A notice of termination is an official, written notification from your employer that you’re being laid off or fired from your current position. Reasons for termination can vary from gross misconduct, tardiness, and insubordination to layoffs, corporate closures, or downsizing.
But what if your soon-to-be-former employer didn’t provide you with a written notification? You may be wondering if it’s legal to terminate your employment without official documentation. The answer, as we’ll see in a moment, is: “Yes – most of the time.”
Does an Employer Have to Provide Notice of Termination?
The majority of American workers are “at-will employees.” That means that the employer-employee relationship can end for any reason (or no reason) as long as the employee is not being fired for discriminatory reasons such as race, gender, or sexual orientation, or is not covered by an employment contract.
For employees, being hired at-will means that they can quit or leave at any time, giving two weeks’ notice or no notice at all.
For an employer, it means that virtually any reason for termination – from poor job performance to company restructuring to the whims of upper management – is acceptable, as long as they are not legally defined as discriminatory, and the employee is not protected by a contract or union agreement. There is no federal law that requires a company to issue any sort of notification of termination.
That said, many employers do still provide a termination notice, even though no law necessitates it. In fact, during layoffs, employers will often pay employees through the pay period, or even provide them with severance. They may even choose to so for fired employees, too.
Why do employers provide termination notices and severance, if they’re not legally required to? Companies are motivated by a variety of reasons, including compassion and tradition, as well as the desire to avoid lawsuits from former employees.
Beyond that, if the termination or layoff is motivated by individual fit or performance issues, and not larger market factors that threaten the company’s survival, the employer wants to maintain a reputation as a fair place to work.
Employers have a brand like any other company, and they want it to be a positive one. If you had a choice between working for an organization that provides notice and severance, as opposed to one that drops workers without warning, explanation, or compensation, your decision would be pretty easy to make.
What Is Wrongful Termination?
So, lack of notice of termination in and of itself is likely not against the law. But, there are circumstances under which a termination is illegal. If you lose your job because of the following reasons, you may have been wrongfully terminated:
- Breach of contract
- Constructive discharge
- Employee asked to commit an illegal act
- Company policy is violated
- Public policy is violated
If you believe one of these situations applies, you may have legal recourse. It’s best to consult an employment attorney as soon as possible. In most cases, private-sector employees have 180 days to file a complaint with the Equal Employment Opportunity Commission in cases of wrongful termination based on discrimination, and 90 days after that to file a lawsuit in civil court. Waiting may run out the statue of limitations, preventing you from bringing future lawsuits.

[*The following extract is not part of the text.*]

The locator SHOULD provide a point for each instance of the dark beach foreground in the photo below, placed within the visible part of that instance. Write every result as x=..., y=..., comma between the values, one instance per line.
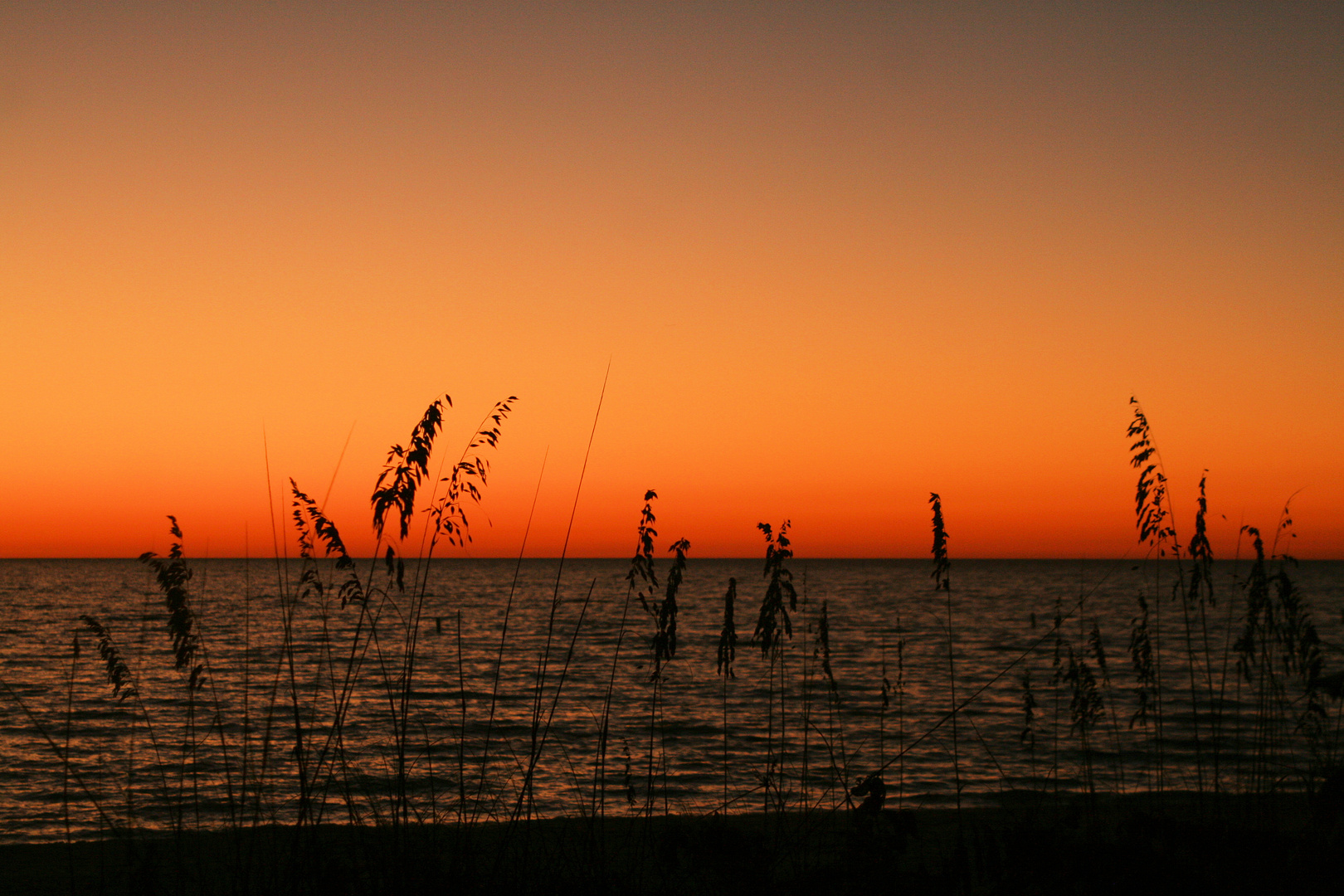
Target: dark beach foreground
x=1029, y=844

When Termination Notice Is Required
The Fair Labor Standards Act (FLSA) has no requirements that a company must give notice to an employee prior to a termination or layoff.
However, if an employee is terminated while under contract and is a part of a union or collective bargaining agreement, employers are required to give notice of termination. In some cases, employers are required to give advance notice on account of mass layoffs, plant closure, or other big corporate closures.

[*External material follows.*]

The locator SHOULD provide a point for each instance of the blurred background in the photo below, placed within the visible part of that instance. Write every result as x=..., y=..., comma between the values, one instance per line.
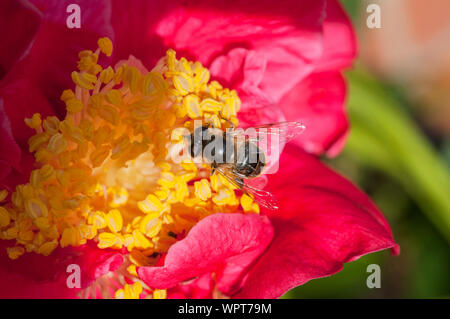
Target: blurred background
x=399, y=148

When an employee is terminated or laid off, there are no regulations requiring employers to give advance notice to the employee unless the employee is covered by an individual contract with their employer or employees covered by a union/collective bargaining agreement.
As a courtesy, some employers will give a notice of termination that lists the date an employee’s contract will end, but this varies from employer to employer and is not a federal requirement.

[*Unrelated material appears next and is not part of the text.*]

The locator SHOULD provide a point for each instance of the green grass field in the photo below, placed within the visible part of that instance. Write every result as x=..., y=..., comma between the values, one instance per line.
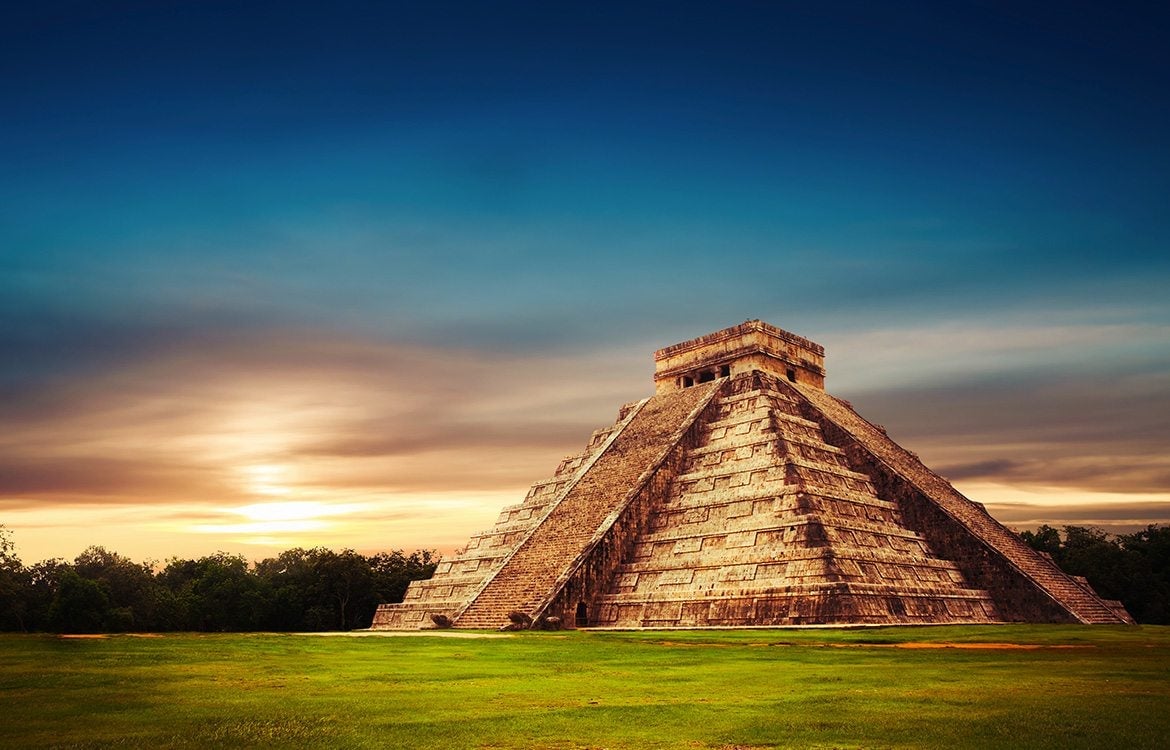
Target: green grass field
x=899, y=687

Required Termination-Related Notifications
Although some employers choose to issue termination notices, federal laws do not require any sort of written document explaining the actual reason for termination to an employee.
The only termination-related notifications required by the government are enforced by the Consolidated Omnibus Benefits Reconciliation Act (COBRA) and the Worker Adjustment and Retraining Notification Act (WARN).
COBRA protects the rights for health benefits continuation. Workers and their families that lose their health benefits due to unemployment or other reasons can elect to receive group health benefits for different periods of time. The intent behind COBRA is that an employee (and anyone else in employee's family covered by the employer-provided insurance) will be able to have health insurance while looking for a new position. Americans are eligible for these health benefits on account of many circumstances such as job loss, reduction in employment hours, career transition, death, divorce, and other reasons.
The WARN Act provides for notice to workers prior to layoff. The WARN Act protects employees and their families by enforcing employers with more than 100 employees to provide notice 60 days in advance of covered plant closings and covered mass layoffs.
Also, some states may have requirements for employee notification prior to termination or layoff. Check with your state department of labor for regulations.